What is logistics management?

Many operational processes are interlinked, especially in the context of inventory management. Logistics management is therefore understood to mean the holistic management of the flow of materials and goods within an organizational unit - depending on the degree of development, this also includes aspects such as recycling, which is being assigned to ever greater proportions of the actual value chain.

In order to gain a better understanding of the relevance of the individual management tasks and functions in logistics, we explain the five central areas of responsibility below:


Which goals or benchmarks should logistics fulfill? And what options for action are available? In the context of logistics management, this primarily refers to a transportation or transshipment network that ensures that goods and merchandise reach their destination within a defined period of time. Such an action plan is part of the organizational structural planning, which in turn sets specific requirements for the company's intralogistics.

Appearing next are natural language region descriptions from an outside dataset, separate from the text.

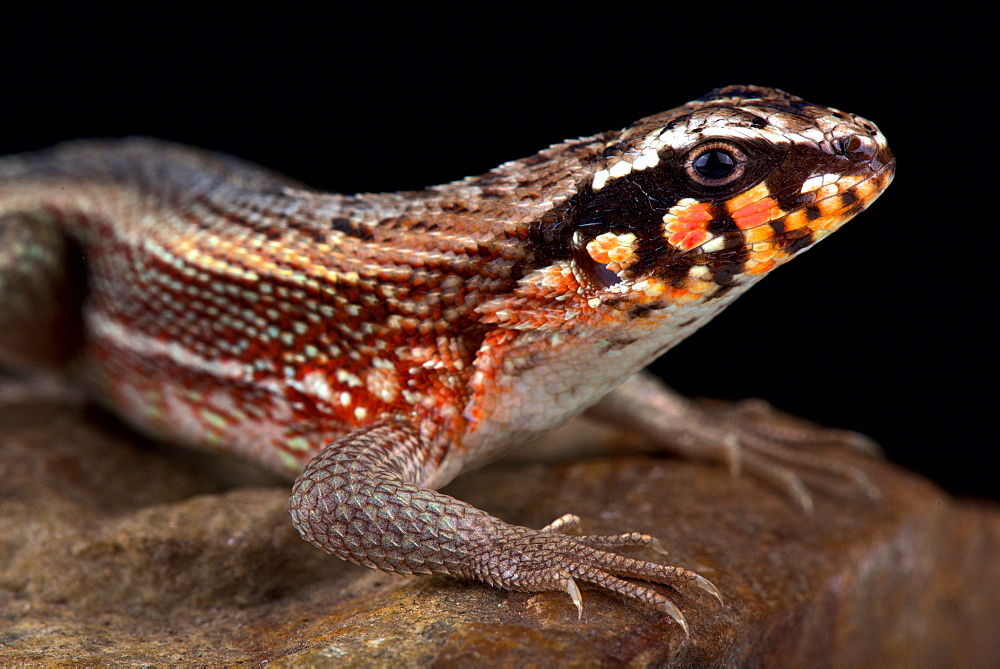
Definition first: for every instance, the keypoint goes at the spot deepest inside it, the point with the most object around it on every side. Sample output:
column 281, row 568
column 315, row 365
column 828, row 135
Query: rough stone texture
column 113, row 551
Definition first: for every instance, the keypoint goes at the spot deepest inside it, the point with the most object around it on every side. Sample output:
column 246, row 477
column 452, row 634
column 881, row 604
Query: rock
column 115, row 551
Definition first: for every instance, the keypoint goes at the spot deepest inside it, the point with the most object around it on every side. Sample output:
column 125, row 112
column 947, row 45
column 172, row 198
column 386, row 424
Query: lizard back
column 233, row 308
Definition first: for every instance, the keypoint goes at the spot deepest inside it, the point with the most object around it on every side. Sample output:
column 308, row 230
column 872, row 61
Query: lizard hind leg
column 358, row 499
column 42, row 287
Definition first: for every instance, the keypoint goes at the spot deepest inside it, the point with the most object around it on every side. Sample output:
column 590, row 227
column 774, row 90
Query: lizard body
column 376, row 345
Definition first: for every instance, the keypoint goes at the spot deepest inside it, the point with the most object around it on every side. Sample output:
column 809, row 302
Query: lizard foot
column 358, row 499
column 527, row 560
column 748, row 436
column 781, row 449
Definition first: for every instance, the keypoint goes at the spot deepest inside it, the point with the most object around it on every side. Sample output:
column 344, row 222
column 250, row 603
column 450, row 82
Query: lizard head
column 699, row 202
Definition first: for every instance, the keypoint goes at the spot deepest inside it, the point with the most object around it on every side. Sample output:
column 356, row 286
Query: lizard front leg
column 742, row 435
column 359, row 499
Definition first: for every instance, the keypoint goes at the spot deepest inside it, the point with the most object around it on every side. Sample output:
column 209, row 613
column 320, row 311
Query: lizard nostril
column 854, row 147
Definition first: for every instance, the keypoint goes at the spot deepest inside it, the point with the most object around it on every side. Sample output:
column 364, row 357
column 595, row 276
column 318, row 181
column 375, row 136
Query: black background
column 888, row 327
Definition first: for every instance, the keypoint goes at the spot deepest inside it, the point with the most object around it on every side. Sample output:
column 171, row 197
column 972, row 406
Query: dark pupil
column 714, row 164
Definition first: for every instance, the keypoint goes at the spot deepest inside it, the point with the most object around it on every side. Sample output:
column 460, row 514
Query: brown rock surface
column 112, row 551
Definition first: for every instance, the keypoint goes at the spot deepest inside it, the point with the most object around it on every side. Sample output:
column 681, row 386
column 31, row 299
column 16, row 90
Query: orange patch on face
column 684, row 225
column 755, row 213
column 615, row 251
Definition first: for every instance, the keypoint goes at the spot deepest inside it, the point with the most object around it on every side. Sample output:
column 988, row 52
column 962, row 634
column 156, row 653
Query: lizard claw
column 574, row 594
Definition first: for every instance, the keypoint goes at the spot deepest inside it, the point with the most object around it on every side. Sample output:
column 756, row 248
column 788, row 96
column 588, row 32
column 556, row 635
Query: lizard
column 374, row 346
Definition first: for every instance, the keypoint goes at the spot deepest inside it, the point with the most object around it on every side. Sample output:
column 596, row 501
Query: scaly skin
column 376, row 345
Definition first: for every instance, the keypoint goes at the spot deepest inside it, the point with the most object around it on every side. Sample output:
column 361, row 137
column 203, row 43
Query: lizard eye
column 715, row 164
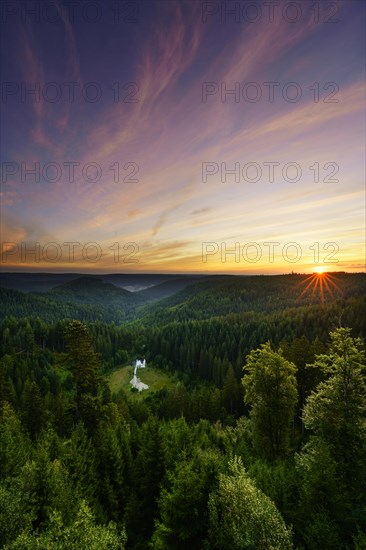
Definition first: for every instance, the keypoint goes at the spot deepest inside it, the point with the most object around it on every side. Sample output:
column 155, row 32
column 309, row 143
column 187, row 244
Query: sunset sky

Who takes on which tasks? Answers to these questions depend heavily on whether logistics is treated as part of a centralized department or is decentralized. Procedures and processes are then defined as part of a process organization to ensure that all necessary tasks are performed by the responsible task owners. This affects aspects such as the formation of logistics units, a definition of the functions of technical logistics, etc.

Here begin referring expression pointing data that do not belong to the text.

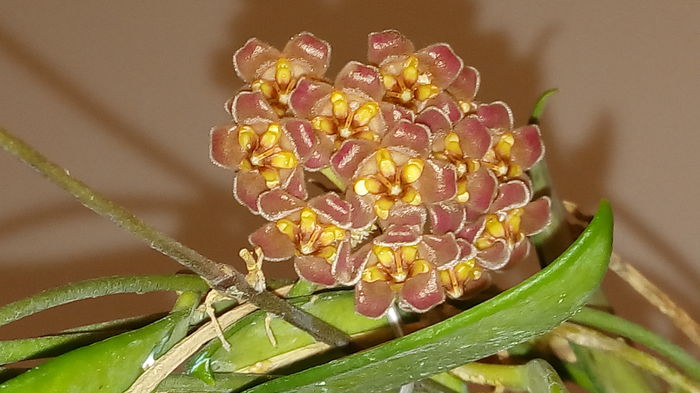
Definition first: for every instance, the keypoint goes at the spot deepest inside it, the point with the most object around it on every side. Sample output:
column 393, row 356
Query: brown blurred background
column 123, row 95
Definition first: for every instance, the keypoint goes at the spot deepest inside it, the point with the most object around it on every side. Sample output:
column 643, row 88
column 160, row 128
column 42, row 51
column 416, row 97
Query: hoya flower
column 402, row 264
column 463, row 144
column 397, row 170
column 411, row 77
column 466, row 277
column 513, row 151
column 349, row 109
column 501, row 235
column 275, row 73
column 266, row 152
column 314, row 233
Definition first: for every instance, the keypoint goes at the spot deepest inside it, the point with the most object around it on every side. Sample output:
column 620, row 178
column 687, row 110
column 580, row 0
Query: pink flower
column 513, row 151
column 275, row 73
column 264, row 151
column 349, row 109
column 402, row 264
column 314, row 233
column 411, row 77
column 501, row 235
column 395, row 172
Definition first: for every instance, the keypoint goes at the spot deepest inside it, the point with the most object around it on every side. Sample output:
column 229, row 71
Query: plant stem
column 98, row 287
column 593, row 339
column 613, row 324
column 220, row 276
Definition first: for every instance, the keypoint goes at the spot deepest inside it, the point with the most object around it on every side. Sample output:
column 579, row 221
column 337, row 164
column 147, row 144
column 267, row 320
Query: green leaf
column 111, row 365
column 251, row 344
column 526, row 311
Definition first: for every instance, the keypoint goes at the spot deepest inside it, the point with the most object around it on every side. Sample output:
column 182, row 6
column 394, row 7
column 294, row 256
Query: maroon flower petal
column 333, row 208
column 277, row 203
column 438, row 182
column 361, row 210
column 251, row 107
column 441, row 250
column 295, row 184
column 445, row 103
column 306, row 97
column 474, row 137
column 348, row 269
column 404, row 214
column 224, row 149
column 467, row 250
column 446, row 217
column 372, row 299
column 247, row 187
column 349, row 157
column 358, row 76
column 303, row 137
column 495, row 257
column 496, row 115
column 422, row 292
column 314, row 269
column 472, row 229
column 253, row 58
column 276, row 246
column 536, row 216
column 511, row 195
column 441, row 62
column 415, row 137
column 384, row 44
column 435, row 119
column 320, row 157
column 528, row 147
column 398, row 235
column 520, row 251
column 472, row 287
column 315, row 52
column 466, row 85
column 482, row 186
column 392, row 114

How much man power is needed to fulfill all logistics tasks? Within logistics management, management and personnel deployment are considered together. Among other things, this involves adequately filling vacancies and training employees (especially with regard to digital processes that characterize intralogistics).

Information management

How is waste, surplus raw materials etc. dealt with? Such issues are also increasingly being discussed at management level. This involves environmental and business analyses as well as holistic knowledge and data management. Ideally, this creates a big picture of the use of resources and their potential economic or logistical utilization.


Are target and actual data in line with each other? Are logistics goals being achieved? Such questions and the revisions or corrections derived from the answers are part of a permanent comparison of different data. Key performance indicators (KPIs) are used to define key figures within logistics management, assign them to specific costs and services and thus transfer them to internal processes and areas such as the supply chain.

Conclusion: Logistics management ensures the distribution of goods to the market

Efficient, modern logistics management not only requires a high level of functional planning and the use of modern technology, but also the permanent questioning of the status quo. Planning, management, organization, processing and control are not considered separately, but are integrated at the operational organizational level. The aim of logistics management is to ensure the effective and cost-efficient flow of goods and materials, to optimize logistics processes and, above all, to handle both intra- and extra-logistics holistically.